A'RÂF SURESİ 156. Ayeti Ali Ünal Meali
Mekke döneminde inmiştir. 163-170. âyetlerin Medine döneminde indiğini söyleyen âlimler de vardır. 206 âyettir. Sûre, adını 46. ve 48. âyetlerde geçen “el-A’râf” kelimesinden almıştır.
وَاكْتُبْ لَنَا فِي هَذِهِ الدُّنْيَا حَسَنَةً وَفِي الآخِرَةِ إِنَّا هُدْنَا إِلَيْكَ قَالَ عَذَابِي أُصِيبُ بِهِ مَنْ أَشَاء وَرَحْمَتِي وَسِعَتْ كُلَّ شَيْءٍ فَسَأَكْتُبُهَا لِلَّذِينَ يَتَّقُونَ وَيُؤْتُونَ الزَّكَاةَ وَالَّذِينَ هُم بِآيَاتِنَا يُؤْمِنُونَ ﴿١٥٦﴾
Ayet Transkripsiyonu ve Sade Meali
söz öbeklerinin üzerine farenizi sürükleyerek çevirilerini görebilirsiniz. Çevirileri tablo halinde görmek için buraya tıklayın
Kelime | Türkçe karşılığı |
---|---|
vektub (ve uktub) | ve yaz |
lenâ | bize |
fî hâzihi ed dunyâ | bu dünyada |
haseneten | hasene, iyilik (derecat kazandıran ameller) |
ve fî el âhırati | ve ahirette |
innâ | gerçekten biz |
hud-nâ | tövbe edip döndük, yöneldik |
ileyke | sana |
kâle | dedi |
azâbî | azabım |
usîbu | isabet ettiririm |
bi-hî | ona |
men eşâu | dilediğim kimseye |
ve rahmetî | ve rahmetim |
vesiat | kapsadı, kuşattı, (geniştir) içine aldı |
kulle şey'in | herşeyi |
fe se ektubu-hâ | böylece onu yazacağım |
li ellezîne | o kimselere |
yettekûne | takva sahibi olurlar |
ve yu'tûne ez zekâte | ve zekâtı verirler |
vellezîne (ve ellezîne) | ve o kimseler ki, onlar ki |
hum | onlar |
bi âyâti-nâ | âyetlerimize |
yu'minûne | iman ederler, inanırlar (mü'minlerdir) |
“Bize bu dünyada ve ahirette (yevm’il âhirde, kıyâmet gününde, hayat gününde) haseneler (güzel ameller, derecat kazandıran ameller) yaz (pozitif derecelerimizi, negatif derecelerimizden daha çok kazandır).

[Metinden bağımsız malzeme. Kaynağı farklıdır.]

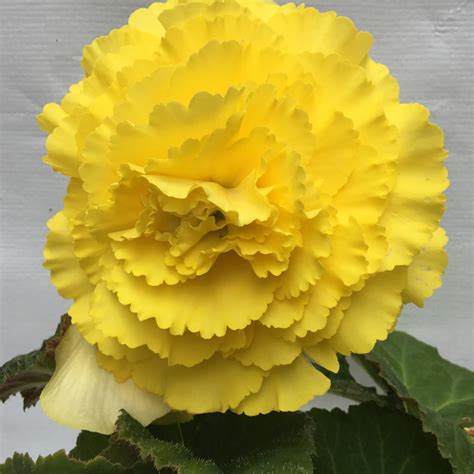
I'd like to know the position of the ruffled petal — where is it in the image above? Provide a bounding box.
[380,104,449,270]
[329,267,407,355]
[43,211,92,299]
[403,227,448,308]
[116,355,266,413]
[234,356,330,416]
[102,254,275,339]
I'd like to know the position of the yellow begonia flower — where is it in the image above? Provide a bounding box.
[38,0,448,433]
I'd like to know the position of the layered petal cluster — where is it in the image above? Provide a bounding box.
[39,0,448,432]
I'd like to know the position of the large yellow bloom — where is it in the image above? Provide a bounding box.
[39,0,448,432]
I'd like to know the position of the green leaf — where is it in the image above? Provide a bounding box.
[0,450,125,474]
[366,332,474,474]
[310,403,451,474]
[151,412,314,473]
[113,412,221,474]
[224,424,315,474]
[0,314,71,410]
[69,431,109,461]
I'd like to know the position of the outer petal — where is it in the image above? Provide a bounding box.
[380,104,449,270]
[43,211,92,299]
[403,227,448,307]
[329,267,407,355]
[234,356,330,416]
[122,355,266,413]
[41,326,170,434]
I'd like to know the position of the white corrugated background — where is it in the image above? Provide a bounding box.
[0,0,474,462]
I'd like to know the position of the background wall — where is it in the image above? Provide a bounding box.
[0,0,474,462]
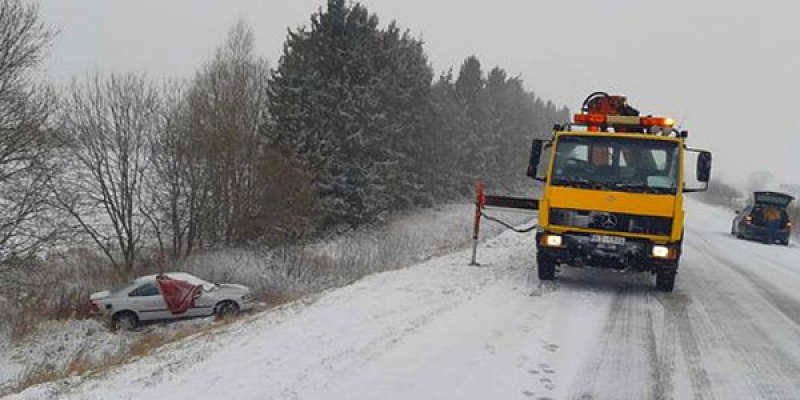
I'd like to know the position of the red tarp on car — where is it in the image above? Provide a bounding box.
[156,275,203,314]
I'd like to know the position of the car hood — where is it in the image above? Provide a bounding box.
[89,290,111,300]
[210,283,250,294]
[753,192,794,208]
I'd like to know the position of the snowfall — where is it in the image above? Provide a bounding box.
[1,202,800,400]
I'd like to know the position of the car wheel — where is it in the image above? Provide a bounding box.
[111,311,139,331]
[214,300,239,319]
[536,255,556,281]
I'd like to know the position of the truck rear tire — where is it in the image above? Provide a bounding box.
[536,254,556,281]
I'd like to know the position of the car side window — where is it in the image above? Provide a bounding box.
[128,283,161,297]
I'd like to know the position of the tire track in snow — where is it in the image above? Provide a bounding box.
[653,293,714,399]
[568,283,660,400]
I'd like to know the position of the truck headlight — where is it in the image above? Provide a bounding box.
[651,245,672,258]
[542,235,564,247]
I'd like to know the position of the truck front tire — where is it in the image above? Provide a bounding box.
[656,263,678,292]
[536,254,556,281]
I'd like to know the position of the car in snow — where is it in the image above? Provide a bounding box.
[731,192,794,245]
[89,272,253,330]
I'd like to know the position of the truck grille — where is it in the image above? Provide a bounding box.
[550,208,672,236]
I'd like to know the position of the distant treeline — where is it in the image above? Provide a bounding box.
[0,0,568,277]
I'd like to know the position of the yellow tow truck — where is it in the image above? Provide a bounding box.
[476,92,711,292]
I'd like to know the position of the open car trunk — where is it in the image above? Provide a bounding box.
[156,275,203,315]
[753,192,794,209]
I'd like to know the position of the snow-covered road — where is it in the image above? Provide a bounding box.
[12,202,800,400]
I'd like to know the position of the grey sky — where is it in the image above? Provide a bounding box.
[42,0,800,188]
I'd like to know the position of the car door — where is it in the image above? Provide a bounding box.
[128,282,172,321]
[186,288,219,317]
[734,205,753,233]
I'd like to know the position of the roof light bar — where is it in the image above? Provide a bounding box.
[574,114,675,128]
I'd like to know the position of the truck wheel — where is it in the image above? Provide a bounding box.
[656,268,678,292]
[536,255,556,281]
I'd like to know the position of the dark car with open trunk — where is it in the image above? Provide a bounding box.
[731,192,794,245]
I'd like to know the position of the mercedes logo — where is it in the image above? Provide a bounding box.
[600,214,619,229]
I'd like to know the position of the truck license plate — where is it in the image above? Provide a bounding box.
[589,235,625,246]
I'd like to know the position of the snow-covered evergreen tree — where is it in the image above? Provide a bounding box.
[270,0,433,225]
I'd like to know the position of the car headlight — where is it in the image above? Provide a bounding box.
[541,235,564,247]
[650,245,675,258]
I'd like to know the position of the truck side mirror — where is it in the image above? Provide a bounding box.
[697,151,711,182]
[527,139,544,179]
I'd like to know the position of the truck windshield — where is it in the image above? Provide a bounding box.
[550,136,680,194]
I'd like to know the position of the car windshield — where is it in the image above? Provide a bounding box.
[551,136,680,194]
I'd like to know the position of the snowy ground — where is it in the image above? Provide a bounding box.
[10,202,800,400]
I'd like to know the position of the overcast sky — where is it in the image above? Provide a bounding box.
[41,0,800,186]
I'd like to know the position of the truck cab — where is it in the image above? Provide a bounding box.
[528,98,711,292]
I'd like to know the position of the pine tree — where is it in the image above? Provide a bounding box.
[270,0,433,226]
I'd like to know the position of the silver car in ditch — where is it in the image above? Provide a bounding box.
[89,272,253,330]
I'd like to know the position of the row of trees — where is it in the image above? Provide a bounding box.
[0,0,568,277]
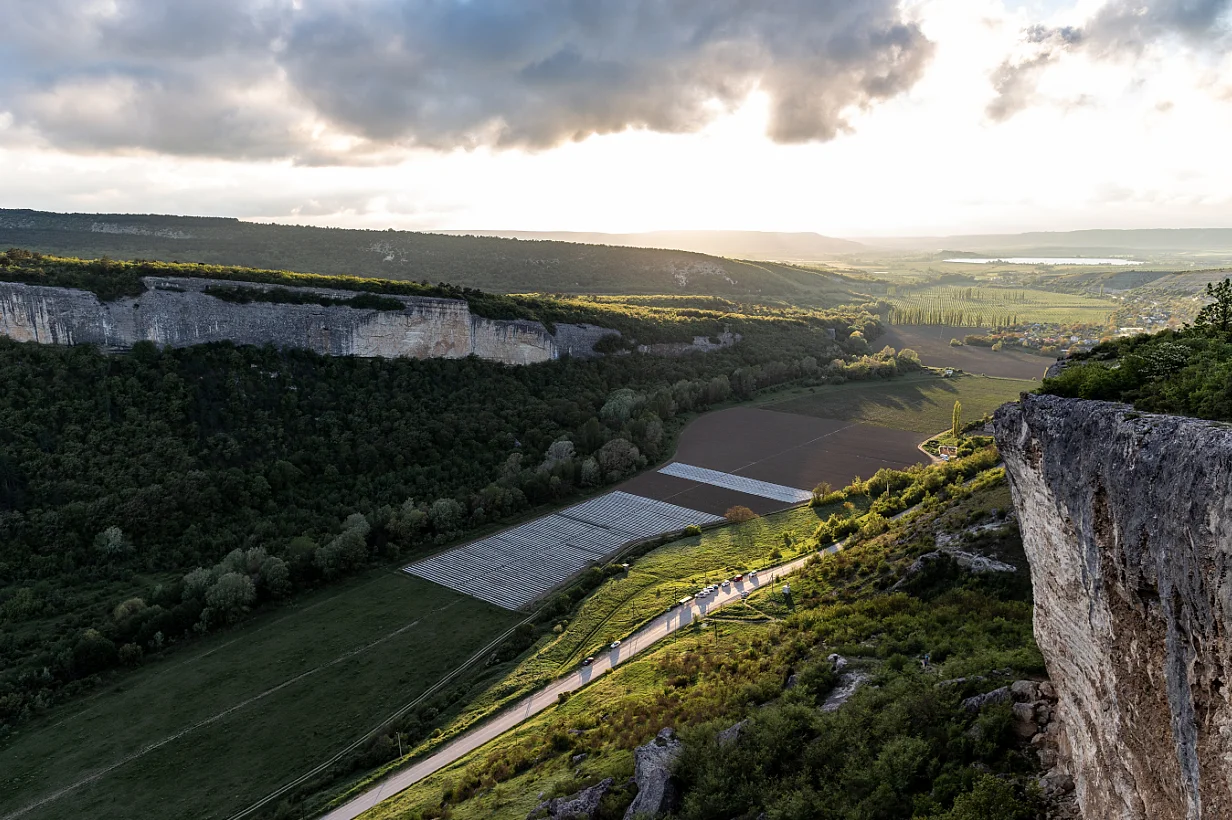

Gerçekten biz tövbe edip, Sana döndük.” Allahû Tealâ, şöyle buyurdu: “Azabımı dilediğime isabet ettiririm. Ve rahmetim herşeyi kuşattı. Böylece onu (haseneyi) takva sahiplerine ve zekâtı veren kimselere yazacağım. Ve onlar ki; onlar, âyetlerimize îmân ederler (mü’minlerdir).”
A'RÂF SURESİ 156. Ayeti Ali Ünal Meali
“Bizim için bu dünyada iyilik takdir buyur, Âhiret’te de: her durumda Sana yöneldik, Sen’in yolunu tuttuk biz.” (Hak Tealâ da) şöyle karşılık verdi: “Azabımı kimi dilersem onun başına dolarım: (kimse kendi ameliyle ondan kurtulamaz, ancak rahmetimle muamele etmem müstesna; çünkü) rahmetim her şeyi kuşatmıştır. Bu bakımdan (dünyada ondan herkes istifade etse de, Âhiret’te) onu ancak takva duygusuyla hareket edenler, mallarını Allah yolunda ve muhtaçlar için harcayanlar ve elbette ki, (nazil olup kendilerine tebliğ edildikçe) âyetlerimizin tamamına ve kendilerine gösterilen mucizelere inananlar için takdir buyurup, onlara nasip edeceğim.”